Parmi les centaines de propositions qui ont déjà été formulées, les citoyens convergent sur de nombreux sujets :

  • le souhait de villes et de villages où règnent la convivialité et la solidarité avec la volonté de voir naître des tiers-lieux, des cafés associatifs, la valorisation des quartiers et le besoin de rencontres régulières, faire de nos cités des lieux où les jeunes peuvent concrétiser leurs projets, où la culture retrouve une place centrale dans la construction du lien social ;
  • l’ambition partagée d’un développement urbain avant-gardiste et « maîtrisé » en valorisant le patrimoine, en protégeant et créant des espaces verts, en travaillant sur l’alimentation responsable, saine et partagée, en luttant contre l’urbanisation sauvage de certaines zones, en ouvrant des structures comme les gymnases pour démocratiser l’accès au sport, etc. ;
  • la volonté de villes attractives en renforçant les dynamiques commerciales (brocantes, vide-greniers, marché gastronomique, apéritifs musicaux, food trucks…), favorisant la réussite des jeunes, en améliorant la qualité des établissements scolaires, en développant les villes familiales, en favorisant l’accès à un logement pour tous…

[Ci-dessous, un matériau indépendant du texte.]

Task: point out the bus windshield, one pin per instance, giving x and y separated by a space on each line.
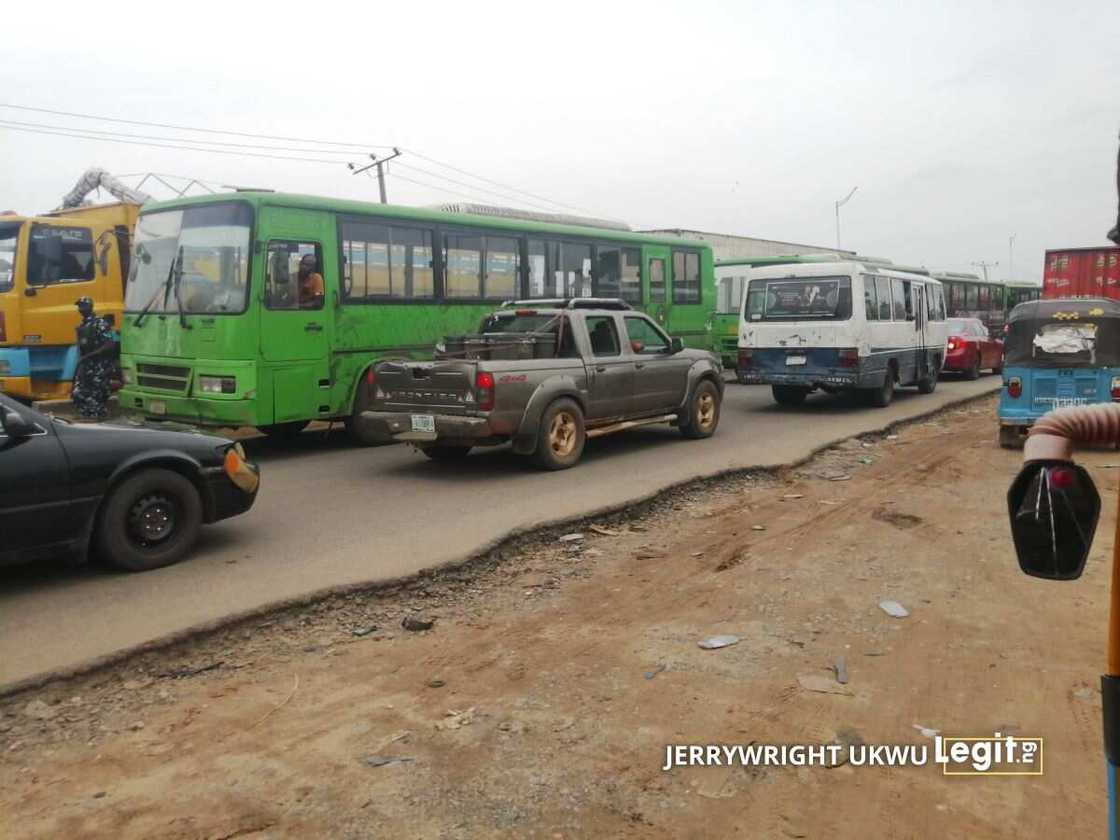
9 235
802 298
214 273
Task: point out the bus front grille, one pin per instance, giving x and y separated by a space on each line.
164 378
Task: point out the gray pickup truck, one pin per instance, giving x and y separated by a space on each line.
546 375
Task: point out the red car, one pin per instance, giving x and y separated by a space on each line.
970 348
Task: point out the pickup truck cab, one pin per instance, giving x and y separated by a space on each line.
546 375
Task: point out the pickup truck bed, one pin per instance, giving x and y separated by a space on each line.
600 381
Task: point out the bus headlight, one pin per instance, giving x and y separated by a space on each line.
217 384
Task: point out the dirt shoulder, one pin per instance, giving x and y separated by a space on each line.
541 701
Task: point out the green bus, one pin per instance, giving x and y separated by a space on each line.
224 327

En somme, les idées sont nombreuses, l’envie de faire avec les élus aussi.

Ensuite, le deuxième chantier porte sur l’adaptation du projet départemental et d’engagement au long cours !

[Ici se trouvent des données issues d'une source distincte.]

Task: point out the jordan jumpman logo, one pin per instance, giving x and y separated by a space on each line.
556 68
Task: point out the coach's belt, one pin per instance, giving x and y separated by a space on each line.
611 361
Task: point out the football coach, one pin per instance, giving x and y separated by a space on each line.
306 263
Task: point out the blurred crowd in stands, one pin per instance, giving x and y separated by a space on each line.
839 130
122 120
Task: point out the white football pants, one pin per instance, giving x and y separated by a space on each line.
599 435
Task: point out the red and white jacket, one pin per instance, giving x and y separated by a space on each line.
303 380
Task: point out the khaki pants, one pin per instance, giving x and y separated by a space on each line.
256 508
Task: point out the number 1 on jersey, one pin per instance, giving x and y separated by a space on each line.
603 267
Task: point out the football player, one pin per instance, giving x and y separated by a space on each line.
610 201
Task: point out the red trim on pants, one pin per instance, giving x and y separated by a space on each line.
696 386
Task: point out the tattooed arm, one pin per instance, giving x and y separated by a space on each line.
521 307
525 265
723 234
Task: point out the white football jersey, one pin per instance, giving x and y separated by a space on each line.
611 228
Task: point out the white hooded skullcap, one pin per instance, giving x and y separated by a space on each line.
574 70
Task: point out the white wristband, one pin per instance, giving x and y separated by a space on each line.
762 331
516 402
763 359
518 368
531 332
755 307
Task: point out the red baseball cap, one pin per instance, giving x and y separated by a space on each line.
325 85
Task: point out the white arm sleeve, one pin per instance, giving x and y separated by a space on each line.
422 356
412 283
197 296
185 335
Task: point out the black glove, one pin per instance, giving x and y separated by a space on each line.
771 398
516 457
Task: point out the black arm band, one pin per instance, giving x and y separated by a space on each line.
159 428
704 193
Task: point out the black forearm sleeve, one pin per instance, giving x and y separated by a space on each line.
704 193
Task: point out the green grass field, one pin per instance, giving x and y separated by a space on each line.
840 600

De grandes orientations ont été dessinées par le Conseil départemental, elles rencontrent pour une part considérable les attentes qui sont en train de s’exprimer. C’est heureux, cela va nourrir le projet départemental, venir le compléter, le faire évoluer, le concrétiser.

Le projet politique et stratégique pour la Nièvre doit s’inscrire dans un véritable récit du territoire, résultat du croisement de la vision des habitants, des experts, des services et des élus, donnant un socle commun aux 17 cantons, pour mettre en œuvre la transformation du territoire.

Pour cela, nous sommes convaincus de la nécessité d’un engagement durable auprès des citoyens, pour construire les projets avec eux, pour les faire vivre, pour rendre compte aussi.

Quand on a goûté à cette parole qui circule librement, sans sectarisme, en dialogue direct, la parole d’habitants de tous âges qui ont laissé parler leur cœur, exposant leurs espoirs, leur confiance en la jeunesse, mais aussi leurs inquiétudes, leurs regrets et leurs envies, non seulement on y prend goût, mais on ne peut pas s’autoriser à décevoir.

Nous souhaitons donc poursuivre cette même démarche déclinée sur les grands enjeux que les Nivernaises et les Nivernais ont identifiés.

Enfin, le dernier chantier est celui de l’organisation et de la structuration car cette mobilisation et ces volontés qui se manifestent doivent pouvoir s’inscrire dans un cadre collectif permettant leur concrétisation, dans un souci d’articulation avec des initiatives préexistantes et d’élaboration de cadres démocratiques nouveaux, durables.

À travers cette démarche, sonne un appel vibrant à une citoyenneté active, fière et solidaire.

Pour être durable, l’engagement citoyen doit être conforté par celui des élus et des services et par une capacité d’innover dans la mise au point des décisions à venir.

Nous le savons, la démarche « Imagine la Nièvre » générera aussi des tensions, mais ce sont des tensions utiles.

Elle posera la question de l’évolution des postures de chacun et des modes de travail des agents, des élus, et avec les citoyens. Travailler de manière moins descendante relève d’un profond changement de culture dans le travail. Cela doit être pris en compte et accompagné dans le temps.

Autre type de tension à venir : la question des moyens. Avec plus de 500 propositions attendues, in fine, il est évident que des choix stratégiques devront être faits. Il ne s’agit pas de sacrifier des pans entiers de notre action, mais de les adapter et de construire les décisions d’allocation budgétaire en s’appuyant, non pas sur des besoins qu’agents et élus préjugent, mais bien sur des besoins que les citoyens auront eux-mêmes formulés, analysés, priorisés.